Before you head out for a bite to eat, take a few minutes to research the restaurants in your locale. Oftentimes, restaurants post menus on their websites, including notations on which dishes are low-fat, low-carb or heart-healthy. Further, many restaurants are proud to let you know that their meals are trans fat free. (Trans fat is considered a "bad" fat that can increase your risk of heart disease.) If you are unsure, you can always call ahead and ask about trans fat and consider frequenting restaurants that no longer use it.
A sure-fire way to throw caution to the wind and order unhealthy meals or eating too much is by arriving at the restaurant ravenous. Instead of letting yourself get to the point of feeling starved, have a small snack beforehand. An apple, granola bar or even a simple handful of nuts can bolster your willpower to order a heart-healthy dish and not overeat.
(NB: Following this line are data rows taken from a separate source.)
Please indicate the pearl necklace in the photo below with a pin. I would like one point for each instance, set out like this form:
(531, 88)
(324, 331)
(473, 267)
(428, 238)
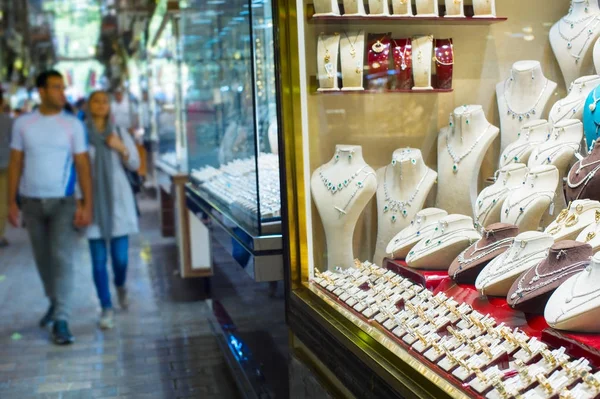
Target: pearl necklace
(458, 158)
(397, 205)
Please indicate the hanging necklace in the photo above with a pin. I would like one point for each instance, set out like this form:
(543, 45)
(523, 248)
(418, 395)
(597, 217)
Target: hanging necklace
(352, 45)
(337, 187)
(396, 205)
(458, 158)
(526, 114)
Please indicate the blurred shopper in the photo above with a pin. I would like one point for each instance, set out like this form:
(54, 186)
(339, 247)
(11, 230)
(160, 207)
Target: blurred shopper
(6, 124)
(48, 153)
(112, 150)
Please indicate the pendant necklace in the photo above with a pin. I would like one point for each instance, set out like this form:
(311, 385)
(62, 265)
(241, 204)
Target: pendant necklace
(396, 205)
(527, 114)
(458, 158)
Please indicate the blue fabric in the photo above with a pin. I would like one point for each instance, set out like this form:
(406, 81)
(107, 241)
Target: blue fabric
(119, 251)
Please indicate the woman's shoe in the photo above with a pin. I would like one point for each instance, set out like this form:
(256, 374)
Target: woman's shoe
(106, 321)
(123, 300)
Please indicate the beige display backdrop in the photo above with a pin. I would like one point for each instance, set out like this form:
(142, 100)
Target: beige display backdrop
(383, 122)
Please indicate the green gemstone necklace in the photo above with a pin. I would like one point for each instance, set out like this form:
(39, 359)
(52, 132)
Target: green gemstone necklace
(395, 206)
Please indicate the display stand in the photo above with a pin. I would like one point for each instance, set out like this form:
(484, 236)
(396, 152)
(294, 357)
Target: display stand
(455, 9)
(522, 97)
(461, 150)
(572, 39)
(484, 8)
(402, 8)
(352, 49)
(328, 53)
(422, 52)
(354, 7)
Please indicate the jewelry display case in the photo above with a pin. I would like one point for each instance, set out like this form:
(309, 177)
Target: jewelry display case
(232, 129)
(359, 159)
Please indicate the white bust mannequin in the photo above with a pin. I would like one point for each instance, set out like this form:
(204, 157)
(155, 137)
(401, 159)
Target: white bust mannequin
(527, 206)
(488, 208)
(427, 8)
(423, 224)
(531, 135)
(527, 250)
(352, 53)
(404, 185)
(422, 53)
(326, 7)
(379, 8)
(461, 150)
(452, 235)
(575, 305)
(571, 107)
(570, 222)
(559, 150)
(523, 97)
(355, 184)
(354, 7)
(402, 8)
(484, 8)
(572, 39)
(328, 53)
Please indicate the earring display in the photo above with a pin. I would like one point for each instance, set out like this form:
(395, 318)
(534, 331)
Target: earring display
(328, 48)
(531, 291)
(444, 62)
(484, 8)
(455, 9)
(378, 60)
(354, 7)
(402, 8)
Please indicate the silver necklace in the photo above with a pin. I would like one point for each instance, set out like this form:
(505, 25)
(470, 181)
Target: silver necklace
(396, 205)
(526, 114)
(458, 158)
(337, 187)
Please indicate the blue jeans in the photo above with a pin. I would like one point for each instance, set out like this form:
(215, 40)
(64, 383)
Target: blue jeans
(119, 249)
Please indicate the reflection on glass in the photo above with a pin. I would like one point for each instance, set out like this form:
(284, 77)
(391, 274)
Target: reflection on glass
(231, 108)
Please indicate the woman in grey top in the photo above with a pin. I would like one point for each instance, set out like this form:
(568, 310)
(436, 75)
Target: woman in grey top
(115, 216)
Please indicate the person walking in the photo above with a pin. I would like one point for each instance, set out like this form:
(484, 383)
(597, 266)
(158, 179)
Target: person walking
(6, 123)
(115, 218)
(48, 156)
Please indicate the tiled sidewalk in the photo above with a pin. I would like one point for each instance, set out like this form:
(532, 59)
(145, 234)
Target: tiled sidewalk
(161, 348)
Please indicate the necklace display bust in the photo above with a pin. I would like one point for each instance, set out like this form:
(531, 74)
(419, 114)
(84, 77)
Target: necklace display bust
(452, 235)
(462, 147)
(341, 189)
(575, 305)
(531, 291)
(570, 222)
(404, 186)
(527, 206)
(559, 150)
(497, 238)
(527, 250)
(583, 180)
(529, 137)
(572, 39)
(571, 107)
(423, 224)
(522, 98)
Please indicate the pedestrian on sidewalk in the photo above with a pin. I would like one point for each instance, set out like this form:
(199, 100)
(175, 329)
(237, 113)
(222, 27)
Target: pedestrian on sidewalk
(6, 123)
(48, 156)
(112, 149)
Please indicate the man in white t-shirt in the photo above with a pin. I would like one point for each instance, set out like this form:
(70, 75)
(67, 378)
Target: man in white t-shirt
(48, 157)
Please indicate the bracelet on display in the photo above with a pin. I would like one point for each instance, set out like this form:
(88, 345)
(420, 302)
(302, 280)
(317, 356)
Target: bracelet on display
(444, 62)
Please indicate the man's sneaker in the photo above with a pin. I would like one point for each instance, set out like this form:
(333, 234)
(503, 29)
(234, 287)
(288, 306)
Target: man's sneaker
(106, 321)
(123, 300)
(48, 317)
(61, 334)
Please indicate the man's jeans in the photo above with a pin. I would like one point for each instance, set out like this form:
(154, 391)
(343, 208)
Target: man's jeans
(54, 240)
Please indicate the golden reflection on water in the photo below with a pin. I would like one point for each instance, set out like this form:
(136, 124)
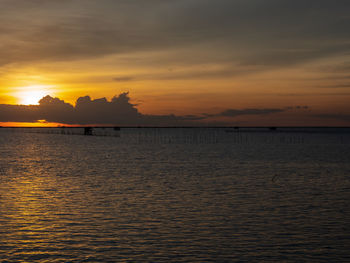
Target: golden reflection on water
(84, 198)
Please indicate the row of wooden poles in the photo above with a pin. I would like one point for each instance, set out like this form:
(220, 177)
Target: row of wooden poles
(175, 135)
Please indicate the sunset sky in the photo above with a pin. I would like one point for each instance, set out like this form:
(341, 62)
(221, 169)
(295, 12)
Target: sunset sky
(222, 62)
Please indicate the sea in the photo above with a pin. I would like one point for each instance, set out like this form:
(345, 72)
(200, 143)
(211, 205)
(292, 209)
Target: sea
(175, 195)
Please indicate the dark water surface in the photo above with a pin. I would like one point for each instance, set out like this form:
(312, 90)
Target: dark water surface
(68, 198)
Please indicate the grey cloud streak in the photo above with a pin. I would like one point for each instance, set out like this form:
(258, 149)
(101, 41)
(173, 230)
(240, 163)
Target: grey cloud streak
(270, 32)
(118, 111)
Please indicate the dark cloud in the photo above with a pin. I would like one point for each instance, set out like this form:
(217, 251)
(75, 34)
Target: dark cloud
(118, 111)
(268, 33)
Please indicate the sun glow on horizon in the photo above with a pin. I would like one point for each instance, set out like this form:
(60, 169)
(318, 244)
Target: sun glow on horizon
(31, 95)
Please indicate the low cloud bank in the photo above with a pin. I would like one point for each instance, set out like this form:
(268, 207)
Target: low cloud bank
(118, 111)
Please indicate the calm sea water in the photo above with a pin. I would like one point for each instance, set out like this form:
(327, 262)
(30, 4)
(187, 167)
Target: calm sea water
(257, 197)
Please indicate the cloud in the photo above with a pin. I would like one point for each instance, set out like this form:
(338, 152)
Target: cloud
(342, 117)
(234, 112)
(118, 111)
(270, 33)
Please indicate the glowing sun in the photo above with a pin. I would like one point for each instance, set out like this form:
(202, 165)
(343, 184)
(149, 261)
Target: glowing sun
(31, 95)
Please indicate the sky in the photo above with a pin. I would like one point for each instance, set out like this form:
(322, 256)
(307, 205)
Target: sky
(175, 62)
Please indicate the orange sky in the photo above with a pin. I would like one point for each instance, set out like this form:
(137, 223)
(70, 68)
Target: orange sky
(188, 66)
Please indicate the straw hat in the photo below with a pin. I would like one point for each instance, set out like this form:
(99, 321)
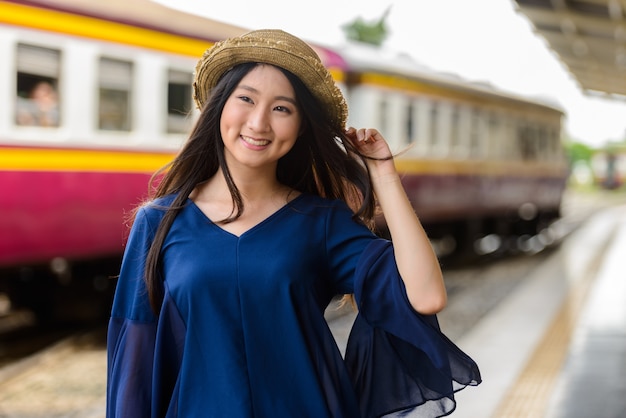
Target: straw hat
(274, 47)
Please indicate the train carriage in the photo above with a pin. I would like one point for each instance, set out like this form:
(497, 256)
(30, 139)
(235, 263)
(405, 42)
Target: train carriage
(476, 162)
(96, 96)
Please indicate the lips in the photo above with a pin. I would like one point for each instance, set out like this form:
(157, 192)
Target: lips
(255, 142)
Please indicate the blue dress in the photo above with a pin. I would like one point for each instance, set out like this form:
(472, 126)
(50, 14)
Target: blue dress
(241, 332)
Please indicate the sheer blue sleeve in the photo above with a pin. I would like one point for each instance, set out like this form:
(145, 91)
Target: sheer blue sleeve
(400, 362)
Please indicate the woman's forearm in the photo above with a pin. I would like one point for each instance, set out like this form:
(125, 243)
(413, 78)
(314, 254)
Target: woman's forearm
(416, 260)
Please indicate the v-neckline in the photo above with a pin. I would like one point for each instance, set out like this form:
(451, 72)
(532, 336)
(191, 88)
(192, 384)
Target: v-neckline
(253, 227)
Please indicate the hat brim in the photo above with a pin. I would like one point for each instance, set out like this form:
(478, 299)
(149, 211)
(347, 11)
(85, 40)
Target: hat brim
(277, 48)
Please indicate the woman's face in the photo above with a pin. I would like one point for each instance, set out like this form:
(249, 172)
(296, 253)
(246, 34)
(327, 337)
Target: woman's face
(260, 121)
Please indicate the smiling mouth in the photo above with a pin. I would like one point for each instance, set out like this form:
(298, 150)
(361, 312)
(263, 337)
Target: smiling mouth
(255, 142)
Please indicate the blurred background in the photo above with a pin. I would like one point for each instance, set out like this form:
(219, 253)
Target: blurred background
(510, 115)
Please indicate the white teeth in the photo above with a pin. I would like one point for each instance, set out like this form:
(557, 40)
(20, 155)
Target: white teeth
(254, 141)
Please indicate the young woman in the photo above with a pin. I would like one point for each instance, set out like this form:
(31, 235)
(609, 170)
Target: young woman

Afford yourself the time to really look over your menu choices and don't be afraid to ask your server how certain dishes are prepared. Ask about serving sizes — some entrees can literally feed three or four people — and don't hesitate to order a heart-healthy appetizer as your main meal since they are typically smaller in size.
Typically, these meals will have less fat and calories than fried foods. Ask for broiled chicken (be sure to remove the skin), a baked potato, grilled white fish, steamed veggies, or poached salmon, as opposed to French fries, chicken fingers or fried fish. In addition, be sure to specify that you want your dish prepared without butter or cream sauces.
If your entree comes with a side of fries, buttered vegetables, creamy pasta or another high-fat, high-calorie dish, request a side of steamed or stir-fried veggies. If your meal comes with a bowl of cream-based soup, like clam chowder or cream of chicken, ask for a broth-based soup, like minestrone or chicken noodle, instead.
Many cream-based salad dressings and buttery sauces can add 100 calories per tablespoon (and a tablespoon isn't very much). Request them on the side so you can control how much you use. Try the dip and fork technique: Instead of pouring dressings or sauces on your food, dip your fork into them, letting the excess drip off, and then into your meal — you'll still get the full-flavor but for fewer calories and grams of fat.
Before you add dressings, sauces or other condiments to your meal, taste it first. And really taste it — use all of your senses and enjoy the many nuances your food has to offer. By slowly eating and truly enjoying every bite, you are more likely to take greater pleasure in your meal and even eat less. Savoring your food will give you time to recognize when you are full and deter eating too much.
Due to patrons being more concerned about health, many restaurants have a delicious variety of meat-free meals. Try a meatless pasta, bean soup, veggie burger, tempeh tacos, vegetable stir-fry or grain and nut salad. Vegetarian meals are usually heart-healthy, lower in calories, chock full of antioxidants, vitamins, minerals, fiber and other nutrients, and a nice change from meat-heavy meals.
Though that slice of triple chocolate cake or tiramisu may be tempting after dinner, order fresh fruit or fruit sorbet — you'll save calories, carbs and fat. Or if you absolutely have to have a decadent sweet, order one serving with a few extra forks and share with your dinner mates. And regardless of what you order, remember to eat slowly and truly savor every bite.
Just because you are presented a large serving of food doesn't mean you have to clean your plate. Place half of your meal in a to-go box and enjoy it the next day for lunch or dinner. You can always invite one of your friends or family members to split a meal with you, too. That way, you both can enjoy a nice restaurant meal while still following a heart-healthy plan.